Created attachment 1792517 [details] example Description of problem: I booted 3 master 3 workers and simulated no latency in master-0 (192.168.127.10) network latency in master-1 (192.168.127.11) packet loss in master-2 (192.168.127.12) workers with no latency (192.168.127.13-192.168.127.15) master-1 validation is: sufficient-network-latency-requirement-for-role: Error while attempting to validate network latency: host with IP 192.168.127.12 not found in inventory. sufficient-packet-loss-requirement-for-role: Error while attempting to validate packet loss validation: host with IP 192.168.127.14 not found in inventory. The issue is that 192.168.127.14 is a worker node ip In addition, worker-0 fails network validations although no latency in worker nodes - validation contain master ip:: sufficient-packet-loss-requirement-for-role: Error while attempting to validate packet loss validation: host with IP 192.168.127.11 not found in inventory. network latency is calculated per role, therefore i expect no validation failures between workers and masters Version-Release number of selected component (if applicable): Staging v1.0.22.1 How reproducible: 100% Steps to Reproduce: 1. boot 3 masters 3 worker, set roles and api & ingress vip 2. set network latency in master-1, and packet loss in master-2 sudo tc qdisc add dev ens3 root netem delay 150ms sudo tc qdisc add dev ens3 root netem loss 10% 3. wait for network latency validation failures Actual results: masters with latency got wrong worker IP in validation message workers with no latency got validation failures containing masters ip Expected results: masters with latency got correct worker IP in validation message workers with no latency got no validation failures Additional info:
Created attachment 1792518 [details] example 2
The issue comes from this line of code (for packet validation): https://github.com/openshift/assisted-service/blob/master/internal/host/validator.go#L768 It attempts to retrieve the hostname and role from the inventory based on the IP. The error that is shown in the UI is because the DB does not have the inventory for the host yet. To fix this, I will change the logic to record this as a warning in the logs and ignore this IP. Once the host inventory is reported in the DB, the validation will be able to report it.

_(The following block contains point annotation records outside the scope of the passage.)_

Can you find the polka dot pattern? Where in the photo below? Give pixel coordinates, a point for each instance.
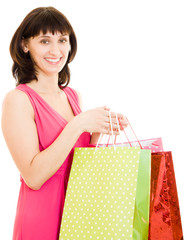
(101, 194)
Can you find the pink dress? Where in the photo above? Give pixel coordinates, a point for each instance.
(39, 213)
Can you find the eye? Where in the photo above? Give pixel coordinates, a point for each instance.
(44, 41)
(63, 40)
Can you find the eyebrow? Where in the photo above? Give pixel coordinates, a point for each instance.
(47, 36)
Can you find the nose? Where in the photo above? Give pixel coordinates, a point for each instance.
(54, 49)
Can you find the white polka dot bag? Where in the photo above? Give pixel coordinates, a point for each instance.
(101, 194)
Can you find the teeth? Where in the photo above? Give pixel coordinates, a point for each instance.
(53, 60)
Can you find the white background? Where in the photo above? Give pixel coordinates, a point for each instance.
(133, 56)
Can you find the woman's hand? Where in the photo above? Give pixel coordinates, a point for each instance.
(98, 121)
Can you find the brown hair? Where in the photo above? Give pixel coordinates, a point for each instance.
(45, 19)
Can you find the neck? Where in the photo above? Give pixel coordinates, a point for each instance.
(47, 85)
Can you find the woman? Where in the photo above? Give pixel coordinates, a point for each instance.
(42, 121)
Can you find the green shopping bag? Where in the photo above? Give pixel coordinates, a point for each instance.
(142, 203)
(100, 200)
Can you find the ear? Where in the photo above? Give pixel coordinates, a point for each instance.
(24, 46)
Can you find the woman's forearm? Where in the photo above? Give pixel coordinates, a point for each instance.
(48, 161)
(94, 138)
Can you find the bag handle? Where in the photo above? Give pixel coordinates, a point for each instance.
(114, 137)
(101, 135)
(132, 131)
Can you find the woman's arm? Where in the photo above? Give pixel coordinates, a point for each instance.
(21, 136)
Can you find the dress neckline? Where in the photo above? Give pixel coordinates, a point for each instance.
(49, 106)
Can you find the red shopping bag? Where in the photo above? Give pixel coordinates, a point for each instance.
(164, 220)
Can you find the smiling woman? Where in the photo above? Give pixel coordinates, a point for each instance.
(42, 121)
(49, 53)
(41, 24)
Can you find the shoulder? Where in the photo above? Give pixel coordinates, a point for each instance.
(16, 100)
(76, 94)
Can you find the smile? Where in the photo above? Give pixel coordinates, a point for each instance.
(53, 60)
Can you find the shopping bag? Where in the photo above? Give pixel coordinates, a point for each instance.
(101, 193)
(142, 202)
(165, 220)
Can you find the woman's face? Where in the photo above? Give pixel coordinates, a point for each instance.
(49, 52)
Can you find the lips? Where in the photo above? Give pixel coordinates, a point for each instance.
(53, 60)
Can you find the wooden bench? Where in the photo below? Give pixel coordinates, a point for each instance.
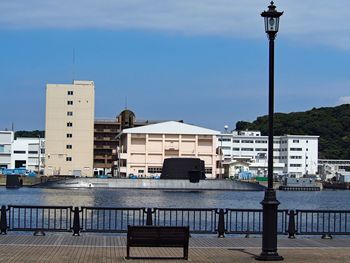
(158, 236)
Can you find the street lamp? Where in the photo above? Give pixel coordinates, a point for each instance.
(270, 203)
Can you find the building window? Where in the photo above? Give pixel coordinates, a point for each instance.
(225, 148)
(224, 139)
(260, 141)
(154, 170)
(208, 170)
(19, 152)
(296, 149)
(248, 149)
(261, 149)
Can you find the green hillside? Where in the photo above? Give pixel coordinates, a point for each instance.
(332, 124)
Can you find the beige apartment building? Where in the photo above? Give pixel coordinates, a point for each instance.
(70, 128)
(143, 149)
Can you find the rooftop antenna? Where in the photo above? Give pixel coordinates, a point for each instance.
(73, 63)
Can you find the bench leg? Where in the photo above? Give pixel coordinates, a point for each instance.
(127, 252)
(186, 252)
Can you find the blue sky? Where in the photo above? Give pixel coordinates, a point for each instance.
(203, 61)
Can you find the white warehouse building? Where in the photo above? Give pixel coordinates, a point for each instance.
(21, 152)
(297, 153)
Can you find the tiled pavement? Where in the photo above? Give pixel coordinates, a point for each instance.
(98, 248)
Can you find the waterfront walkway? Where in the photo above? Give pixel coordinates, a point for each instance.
(15, 247)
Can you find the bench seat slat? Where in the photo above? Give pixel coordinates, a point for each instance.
(158, 236)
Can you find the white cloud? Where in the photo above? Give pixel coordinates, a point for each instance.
(321, 21)
(344, 100)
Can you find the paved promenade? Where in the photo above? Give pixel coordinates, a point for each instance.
(95, 248)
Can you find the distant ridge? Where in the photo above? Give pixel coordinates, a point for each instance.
(332, 124)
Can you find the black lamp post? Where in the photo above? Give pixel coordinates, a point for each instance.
(270, 203)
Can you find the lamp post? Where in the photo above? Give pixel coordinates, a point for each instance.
(39, 149)
(270, 203)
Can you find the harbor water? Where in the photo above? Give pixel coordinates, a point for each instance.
(104, 197)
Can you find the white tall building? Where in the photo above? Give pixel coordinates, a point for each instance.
(6, 140)
(70, 128)
(298, 153)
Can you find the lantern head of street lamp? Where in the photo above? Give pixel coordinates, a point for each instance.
(271, 17)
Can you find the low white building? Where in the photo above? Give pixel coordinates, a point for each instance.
(26, 153)
(297, 153)
(329, 168)
(143, 149)
(6, 141)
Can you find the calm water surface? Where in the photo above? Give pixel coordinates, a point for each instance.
(327, 199)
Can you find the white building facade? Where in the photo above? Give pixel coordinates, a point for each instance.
(70, 129)
(28, 153)
(21, 152)
(143, 149)
(6, 141)
(298, 153)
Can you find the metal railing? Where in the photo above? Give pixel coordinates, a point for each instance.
(322, 222)
(39, 218)
(201, 221)
(108, 219)
(249, 221)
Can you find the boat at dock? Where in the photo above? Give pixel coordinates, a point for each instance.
(152, 184)
(299, 184)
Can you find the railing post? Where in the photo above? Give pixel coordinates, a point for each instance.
(76, 222)
(327, 236)
(291, 224)
(3, 220)
(221, 224)
(149, 220)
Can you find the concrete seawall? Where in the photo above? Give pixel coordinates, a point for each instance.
(225, 185)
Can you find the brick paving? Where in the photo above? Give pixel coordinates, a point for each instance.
(97, 248)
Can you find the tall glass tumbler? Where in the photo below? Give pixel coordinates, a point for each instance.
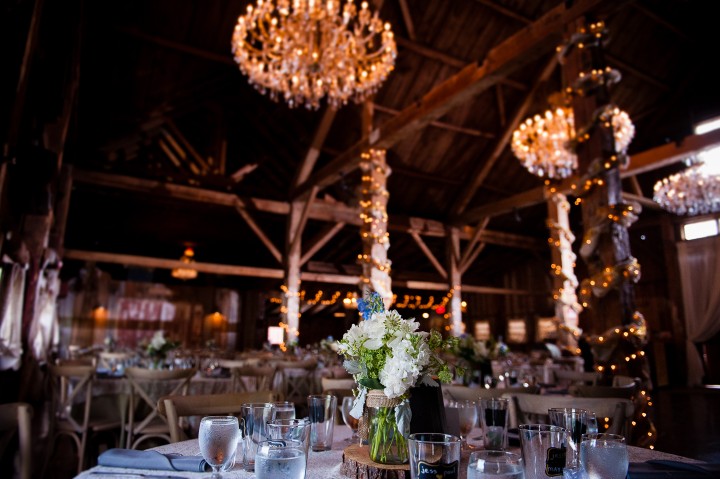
(574, 421)
(434, 455)
(543, 450)
(494, 422)
(253, 421)
(321, 409)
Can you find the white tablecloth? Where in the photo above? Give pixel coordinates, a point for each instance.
(320, 464)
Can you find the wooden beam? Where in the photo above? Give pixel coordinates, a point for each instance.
(521, 48)
(442, 125)
(242, 210)
(316, 144)
(329, 211)
(430, 256)
(407, 19)
(644, 162)
(321, 240)
(483, 169)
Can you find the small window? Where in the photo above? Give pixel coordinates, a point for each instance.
(700, 229)
(517, 332)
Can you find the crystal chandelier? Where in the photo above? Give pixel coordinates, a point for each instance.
(304, 50)
(541, 143)
(185, 273)
(695, 191)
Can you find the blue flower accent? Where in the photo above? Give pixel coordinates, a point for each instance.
(372, 304)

Fixed in https://github.com/openshift/assisted-service/pull/2053
Couldn't get validation messages in Integration environment, moving back to NEW for further investigation looks like hosts are missing from inventory, we noticed this repeated message in logs: level=warning msg="unable to determine host's role and hostname for IP: host with IP 192.168.127.10 not found in inventory" func="github.com/openshift/assisted-service/internal/host.(*validator).validateNetworkLatencyForRole" file="/go/src/github.com/openshift/origin/internal/host/validator.go:701" pkg=host-state time="2021-06-23T17:07:42Z"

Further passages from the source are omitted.